The MTA held off on voting, for now, on fare and toll hikes, employee reductions of more than 9,300, a 40% cut in subway and bus service and slashing commuter rail service in half. The agency may need to consider those changes as early as January and implement them in May if Congress fails to allocate necessary aid, Pat Foye, the MTA’s chief executive officer, warned the board during a meeting Wednesday.
“Federal funding remains our best shot at survival,” Foye said.
With President-elect Joe Biden, a long-time Amtrak commuter, set to take office on Jan. 20, the MTA, the largest U.S. transit network, and other public transportation systems across the country are optimistic that federal help will be arriving shortly.
The board Wednesday also approved debt sales backed by transportation revenue to finance as much as $2 billion of transit projects and $500 million of debt repaid with toll revenue for bridge and tunnel infrastructure.
The MTA, which had $44.6 billion of outstanding debt as of Nov. 27, has lost revenue as ridership has fallen dramatically during the coronavirus pandemic and McKinsey & Co. has estimated it may not fully rebound until 2024.
The MTA tends to increase fares and tolls by 4% every other year, and is set to boost those fees in 2021, although the budget the panel approved today didn’t include such hikes.
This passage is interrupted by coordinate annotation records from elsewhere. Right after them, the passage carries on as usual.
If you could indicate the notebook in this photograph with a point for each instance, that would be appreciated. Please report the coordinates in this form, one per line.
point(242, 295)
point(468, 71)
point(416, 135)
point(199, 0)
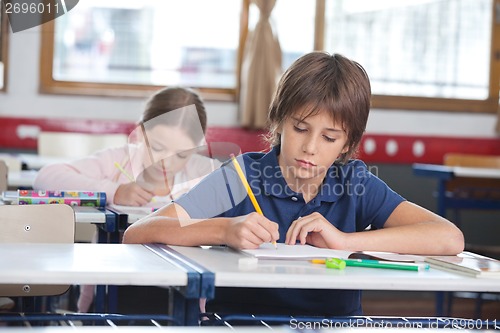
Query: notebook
point(467, 263)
Getting the board to authorize raising fares in 2021 will be difficult, as several members stressed their objection to increasing fees with people out of work and struggling during the pandemic.
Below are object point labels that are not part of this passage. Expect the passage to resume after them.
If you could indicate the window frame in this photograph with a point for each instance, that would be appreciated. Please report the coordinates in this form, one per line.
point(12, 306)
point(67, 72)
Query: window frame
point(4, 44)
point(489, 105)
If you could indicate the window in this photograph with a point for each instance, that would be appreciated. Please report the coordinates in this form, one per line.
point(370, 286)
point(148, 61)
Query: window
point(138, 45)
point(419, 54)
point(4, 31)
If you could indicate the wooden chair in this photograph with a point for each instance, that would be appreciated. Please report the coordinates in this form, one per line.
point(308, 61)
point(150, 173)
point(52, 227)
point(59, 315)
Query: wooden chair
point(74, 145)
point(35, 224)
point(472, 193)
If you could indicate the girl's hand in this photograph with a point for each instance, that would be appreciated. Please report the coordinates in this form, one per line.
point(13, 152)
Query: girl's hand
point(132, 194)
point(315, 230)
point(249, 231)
“We cannot close this gap on the backs of riders,” board member Neal Zuckerman, a senior partner and managing director at Boston Consulting Group, said during the meeting. “They’re the ones that can least afford it.”
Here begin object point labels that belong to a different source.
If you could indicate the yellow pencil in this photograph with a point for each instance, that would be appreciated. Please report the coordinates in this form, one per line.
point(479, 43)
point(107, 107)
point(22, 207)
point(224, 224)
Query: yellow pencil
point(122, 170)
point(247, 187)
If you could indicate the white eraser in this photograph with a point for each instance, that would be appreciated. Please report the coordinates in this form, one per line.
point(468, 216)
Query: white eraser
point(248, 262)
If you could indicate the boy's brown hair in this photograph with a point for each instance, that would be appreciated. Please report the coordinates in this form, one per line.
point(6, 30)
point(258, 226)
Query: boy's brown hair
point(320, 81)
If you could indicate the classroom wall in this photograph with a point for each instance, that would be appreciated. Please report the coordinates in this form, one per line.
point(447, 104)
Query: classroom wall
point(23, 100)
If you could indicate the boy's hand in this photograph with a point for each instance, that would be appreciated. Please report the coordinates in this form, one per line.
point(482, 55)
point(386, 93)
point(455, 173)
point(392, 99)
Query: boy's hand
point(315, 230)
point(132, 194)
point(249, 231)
While the $4.5 billion of potential federal funds would help balance the MTA’s 2021 budget, the system faces an estimated $16 billion deficit through 2024, according to budget documents. That gap is reduced to $8 billion after the MTA implements planned spending cuts and redirects revenue from the capital plan.
“We do have, going forward, significant deficits to be addressed,” Bob Foran, the MTA’s chief financial officer, said during the meeting.